Há ainda um outro risco que Rob de Jong indica – o da transferência do problema das emissões dos países desenvolvidos para aqueles em desenvolvimento. Ou seja, “atualmente, existem 1,2 mil milhões de veículos nas estradas globalmente. Em 2050 esperamos ter entre 2.5 e 3 mil milhões de veículos. Todo esse crescimento e duplicação irá ter lugar em países de rendimento baixo ou médio. Ou seja, esses veículos serão adicionados em países de África, América do Sul ou Ásia. Os veículos com motor de combustão que estão a ser descartados nos países desenvolvidos podem estar a ser enviados para os países de África ou da Ásia para uma segunda vida. Nesse caso, os benefícios ecológicos não são muito elevados”, refere.

Carros elétricos passaram a ser bem vistos

A situação nos Estados Unidos está também a alterar-se gradualmente, com cada vez mais gente a adotar os veículos elétricos. Scott Keogh, CEO da Volkswagen Group of America, divisão da América do Norte do construtor alemão, admite que há uma mudança de paradigma nos consumidores do país, sobretudo porque os carros elétricos passaram a ser vistos de forma distinta – como objetos de cobiça.

“Temos de entender que a América é uma economia de consumo, por isso, se queremos acelerar a mobilidade elétrica, temos de focar nos consumidores. Até aqui, a ênfase da mobilidade elétrica tem estado no benefício dos outros ou do que o Governo vai fazer, mas a batalha tem de ser tornar os produtos apelativos, agradáveis e divertidos. Até aqui essas condições não coincidiram entre si. Nos próximos anos, estaremos num ponto de viragem. Para mim, o grande triângulo na América está a unir-se. Em primeiro lugar, Wall Street está a dizer que é na eletrificação que está o dinheiro, seja uma startup ou uma construtora tradicional – vemos aí os investimentos ou as notícias de destaque. Em segundo lugar, o Governo está altamente comprometido, com o Presidente Joe Biden a anunciar o investimento de 174 mil milhões nas duas áreas da mobilidade elétrica – do consumidor e da infraestrutura. Por fim, a indústria e creio que não há uma única companhia americana que não esteja a trabalhar nisto. Tudo isso está a acordar o consumidor americano”, refere o responsável máximo pelas operações da Volkswagen na América.

Scott Keogh, Presidente e CEO do Volkswagen Group of America.
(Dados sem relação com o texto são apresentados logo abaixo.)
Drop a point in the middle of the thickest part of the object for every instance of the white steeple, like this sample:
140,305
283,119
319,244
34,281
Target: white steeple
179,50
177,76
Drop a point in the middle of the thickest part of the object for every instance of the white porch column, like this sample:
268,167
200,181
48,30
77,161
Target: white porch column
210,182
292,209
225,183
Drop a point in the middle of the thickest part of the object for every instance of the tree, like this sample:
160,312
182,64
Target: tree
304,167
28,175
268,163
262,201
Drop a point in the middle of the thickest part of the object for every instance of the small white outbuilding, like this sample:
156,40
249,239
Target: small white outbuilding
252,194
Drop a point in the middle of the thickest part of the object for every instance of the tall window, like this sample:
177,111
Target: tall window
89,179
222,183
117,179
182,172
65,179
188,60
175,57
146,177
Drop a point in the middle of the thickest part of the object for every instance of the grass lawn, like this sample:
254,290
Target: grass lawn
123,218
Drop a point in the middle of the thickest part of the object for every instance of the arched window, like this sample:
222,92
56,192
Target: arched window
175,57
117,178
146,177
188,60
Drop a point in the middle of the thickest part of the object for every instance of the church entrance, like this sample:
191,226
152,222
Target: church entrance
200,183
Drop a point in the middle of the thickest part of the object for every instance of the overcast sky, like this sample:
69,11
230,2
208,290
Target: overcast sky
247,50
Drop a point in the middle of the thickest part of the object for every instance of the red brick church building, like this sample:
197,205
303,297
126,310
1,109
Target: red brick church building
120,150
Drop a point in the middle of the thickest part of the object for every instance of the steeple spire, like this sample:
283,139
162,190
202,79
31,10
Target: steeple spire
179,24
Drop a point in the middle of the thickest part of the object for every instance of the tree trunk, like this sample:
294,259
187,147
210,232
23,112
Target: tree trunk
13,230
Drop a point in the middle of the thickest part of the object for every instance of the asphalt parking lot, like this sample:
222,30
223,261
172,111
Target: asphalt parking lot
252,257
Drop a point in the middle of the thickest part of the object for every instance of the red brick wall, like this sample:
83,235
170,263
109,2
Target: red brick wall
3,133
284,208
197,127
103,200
Além disso, considera que a abordagem do veículo elétrico como uma proposta ‘cool’ está a fazer a diferença. “Se olhar para a transição do consumidor americano, a mobilidade elétrica passou [da imagem] de um carro para cumprir metas ambientais para um carro ‘ccol’ e isso está a acontecer neste momento. Além disso, o que também descobrimos na nossa pesquisa, é que os carros americanos costumavam ser para outra pessoa qualquer, que é um termo que o consumidor americano usa quando não quer fazer alguma coisa: ‘isso é ótimo, mas alguém há de comprar’. Agora dizem, ‘isso é ótimo e eu vou comprá-lo, vou ter isso em atenção para o meu próximo carro’. Na minha opinião, a viragem está a acontecer. Se olhar para as ednas de VE no primeiro trimestre, um aumento de 44%, creio que vamos ter 4 ou 5% do mercado este ano. A transição está a acontecer e não há nada mais falado atualmente nos EUA do que a mobilidade elétrica. É um tempo brilhante para nós, Volkswagen, para estarmos na America”.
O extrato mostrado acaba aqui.